Jessica Chastain is coming off a Best Actress win for her role as Tammy Faye Baker at the Academy Awards last March. So all eyes are going to be on her for what roles she chooses or has come up with since then. Eddie Redmayne is another Oscar winner, for The Theory of Everything where he played Stephen Hawking, so this combination of Academy Award winners is quite the prolific pair to be starring in The Good Nurse. A new Netflix film based on a true story.
Amy Loughren (Jessica Chastain) is a single mother with two rambunctious kids. She is a full-time nurse working in a hospital in New Jersey. While working one night she gets a new shift mate Charlie Cullen (Eddie Redmayne) He helps her get through long nights and becomes more of a friend and father figure to her kids. Little does she know he is doing some unscrupulous work at the hospital that causes the deaths of some patients.

There have been a lot of television shows about hospitals and not as many films about them. With this being a true story it is a movie that is sure to hit an emotional chord with hospital workers and audiences that may have had a bad experience at a hospital. With less time to tell its story, the film has to get right into it. It doesn’t have a lot of time to develop its characters but does just enough to show Chastain’s struggle taking care of herself and her kids. How Redmayne’s character steps in makes sense. His character is left a little underdeveloped for a reason. He needed to be a closed book so what he was doing didn’t get exposed too soon.
The filmmaker Tobias Lindholm didn’t have a lot to work with regarding the script by Krysty Wilson Cairns. There wasn’t a lot of meat on the bone with this story. It was pretty straightforward for him and he got the most out of his two stars as well as the rest of the cast. Kim Dickens plays a hospital executive who has some of her own ideas about what’s going on and she keeps her opinions on this to herself. Two detectives, Danny Baldwin and Tim Braun (Nnamdi Asomugha and Noah Emmerich) who are investigating the deaths are very good in these roles. They bring a quiet intensity to their roles. They are very good at picking the bear in the right places.

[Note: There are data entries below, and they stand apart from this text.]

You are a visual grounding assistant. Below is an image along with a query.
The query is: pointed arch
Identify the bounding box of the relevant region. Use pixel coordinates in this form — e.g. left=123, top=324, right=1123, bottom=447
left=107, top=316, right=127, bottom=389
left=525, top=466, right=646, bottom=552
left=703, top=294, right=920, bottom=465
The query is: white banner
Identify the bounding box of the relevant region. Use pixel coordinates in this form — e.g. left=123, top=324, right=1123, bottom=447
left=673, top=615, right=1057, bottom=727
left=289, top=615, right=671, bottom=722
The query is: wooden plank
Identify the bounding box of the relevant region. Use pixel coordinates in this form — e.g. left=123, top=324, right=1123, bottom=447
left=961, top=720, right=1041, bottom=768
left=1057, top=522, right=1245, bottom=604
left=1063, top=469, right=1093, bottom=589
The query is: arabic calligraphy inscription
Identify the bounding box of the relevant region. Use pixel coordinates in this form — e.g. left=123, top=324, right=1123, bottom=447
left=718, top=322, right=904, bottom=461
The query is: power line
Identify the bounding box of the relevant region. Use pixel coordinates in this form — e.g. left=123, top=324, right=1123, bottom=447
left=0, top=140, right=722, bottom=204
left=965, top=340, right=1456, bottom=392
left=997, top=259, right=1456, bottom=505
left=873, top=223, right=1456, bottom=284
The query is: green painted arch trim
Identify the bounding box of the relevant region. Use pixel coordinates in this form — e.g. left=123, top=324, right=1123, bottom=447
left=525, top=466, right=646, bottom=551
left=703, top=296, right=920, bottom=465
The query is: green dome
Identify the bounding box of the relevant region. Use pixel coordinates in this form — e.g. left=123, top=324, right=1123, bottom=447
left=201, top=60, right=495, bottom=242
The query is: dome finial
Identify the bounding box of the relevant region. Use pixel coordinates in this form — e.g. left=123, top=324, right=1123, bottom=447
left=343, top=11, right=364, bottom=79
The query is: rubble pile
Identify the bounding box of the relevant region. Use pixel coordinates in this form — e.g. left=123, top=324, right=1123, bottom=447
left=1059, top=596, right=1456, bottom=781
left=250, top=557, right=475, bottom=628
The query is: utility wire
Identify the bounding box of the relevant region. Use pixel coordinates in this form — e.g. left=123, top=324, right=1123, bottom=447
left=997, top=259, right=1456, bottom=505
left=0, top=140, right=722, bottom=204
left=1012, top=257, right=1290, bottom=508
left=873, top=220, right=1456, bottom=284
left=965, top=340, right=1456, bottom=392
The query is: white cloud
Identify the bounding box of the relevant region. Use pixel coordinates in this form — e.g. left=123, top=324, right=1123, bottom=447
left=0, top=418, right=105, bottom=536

I can see how this film could rub some people the wrong way. It’s not for the fainthearted. This subject matter is something that is a concern these days with hospital workers being under so much pressure, especially during the covid-19 pandemic. This film does a good job of putting the viewer in the shoes of the actors and putting them into the mindset of how these people look at all of this wrongdoing. It could definitely hit home for some who have had bad dealings like this with hospitals and medical facilities. Money can play into the decisions people make regarding patients and so forth. This world has become a dicey industry and it’s not always about the person who is sick and dying.
Tobias Lindholm takes a risk on the material. He goes to work with a good cast which helps him take a subpar script and elevate it to a higher level. This cast is led by two Academy Award winners and they anchor a difficult story. The meat and potatoes of the story is the investigative work by the detectives and that is what drew me to the film besides Chastain and Redmayne. I can see how this story is a bit too close to home for some but these stories of malfeasance and illegal activity by medical employees should be told so they don’t happen again. This story needed to be told and the filmmaker made good decisions with the film from the cast and plot/story perspective.